Soundtrack album by Charles Fox
- Released: December 8, 1980
- Recorded: 1980
- Genre: Soundtrack
- Label: 20th Century Fox
- Producers: Charles Fox; Gregg Perry;

Singles from 9 to 5
- "9 to 5" Released: November 3, 1980;

= 9 to 5 (soundtrack) =

Soundtrack of the 1980 film 9 to 5

9 to 5 is the soundtrack album to the 1980 film of the same name. It was released on December 8, 1980, by 20th Century Fox Records. The album features selections from the score by Charles Fox and the theme song, "9 to 5", written and recorded by Dolly Parton. It became one of her biggest hits of the decade and was nominated for several awards, including the Academy Award for Best Song at the 53rd Academy Awards.

==Background==
While filming 9 to 5, Dolly Parton found she could use her long acrylic fingernails to simulate the sound of a typewriter. She wrote the song on set by clicking her nails together and forming the beat.

==Critical reception==
A review published in the December 20, 1980 issue of Billboard said, "The main title ("9 to 5") [is] the only track with vocals on this film score that utilizes classical music throughout. Dolly Parton's soft country vocals on the title track are complemented by innovative piano chords. Tight orchestration, effectively using brass, strings and rhythm instruments, abound on "Violet Steals Body", "Judy's Fantasy", and "Dora Lee's Fantasy." Best cuts: Those mentioned."

==Commercial performance==
The album peaked at number 77 on the Billboard 200 and spent a total of 15 weeks on the chart.
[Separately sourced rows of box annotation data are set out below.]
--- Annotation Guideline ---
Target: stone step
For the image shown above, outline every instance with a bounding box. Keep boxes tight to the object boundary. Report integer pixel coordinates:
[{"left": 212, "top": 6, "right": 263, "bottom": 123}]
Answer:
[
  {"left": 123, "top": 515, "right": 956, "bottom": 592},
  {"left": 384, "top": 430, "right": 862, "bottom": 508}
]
The only single released from the soundtrack, "9 to 5", peaked at number one for two weeks on the Billboard Hot 100, as well as the Billboard Hot Country Singles chart. Additionally, it was certified platinum by the RIAA.

==Accolades==

24th Annual Grammy Awards
Nominee / work: Award; Result; Ref.
"9 to 5": Song of the Year; Nominated
Best Country Vocal Performance, Female: Won
Best Country Song: Won
9 to 5: Best Album of Original Score Written for a Motion Picture or Television Special; Nominated

The song "9 to 5" was nominated for several awards, including the Academy Award for Best Song at the 53rd Academy Awards. It won the 1981 People's Choice Award for Favorite Motion Picture Song at the 7th People's Choice Awards, and two 1982 Grammy Awards for Country Song of the Year and Female Country Vocal of the Year at the 24th Annual Grammy Awards.

==Track listing==

| No. | Title | Writer(s) | Length |
|---|---|---|---|
| 1. | "9 to 5" (Main Title – Vocal) (performed by Dolly Parton) | Dolly Parton | 2:42 |
| 2. | "Violet Steals Body" |  | 3:35 |
| 3. | "Office Montage" |  | 2:53 |
| 4. | "Judy's Fantasy" |  | 2:20 |
| 5. | "Hart Tries to Escape" |  | 2:14 |
| 6. | "Pillow Fight" |  | 2:03 |
| 7. | "Violet's Fantasy" |  | 4:25 |
| 8. | "Easy Time" |  | 1:50 |
| 9. | "Dora Lee's Fantasy" |  | 2:06 |
| 10. | "Violet's Poisoned the Boss" |  | 2:29 |
| 11. | "Ajax Warehouse" |  | 2:23 |
| 12. | "The Intruder" |  | 1:39 |
| 13. | "Charlie's Bar" |  | 1:49 |
| 14. | "9 to 5" (End Title – Vocal) (performed by Dolly Parton) | Parton | 2:28 |

==Charts==

| Chart (1980/81) | Peak position |
|---|---|
| Australia (Kent Music Report) | 33 |
| US Billboard Top LPs & Tape | 77 |

== Certifications ==

| Region | Certification | Certified units/sales |
| Australia (ARIA) | 3× Platinum | 210,000^{‡} |
^{‡} Sales+streaming figures based on certification alone.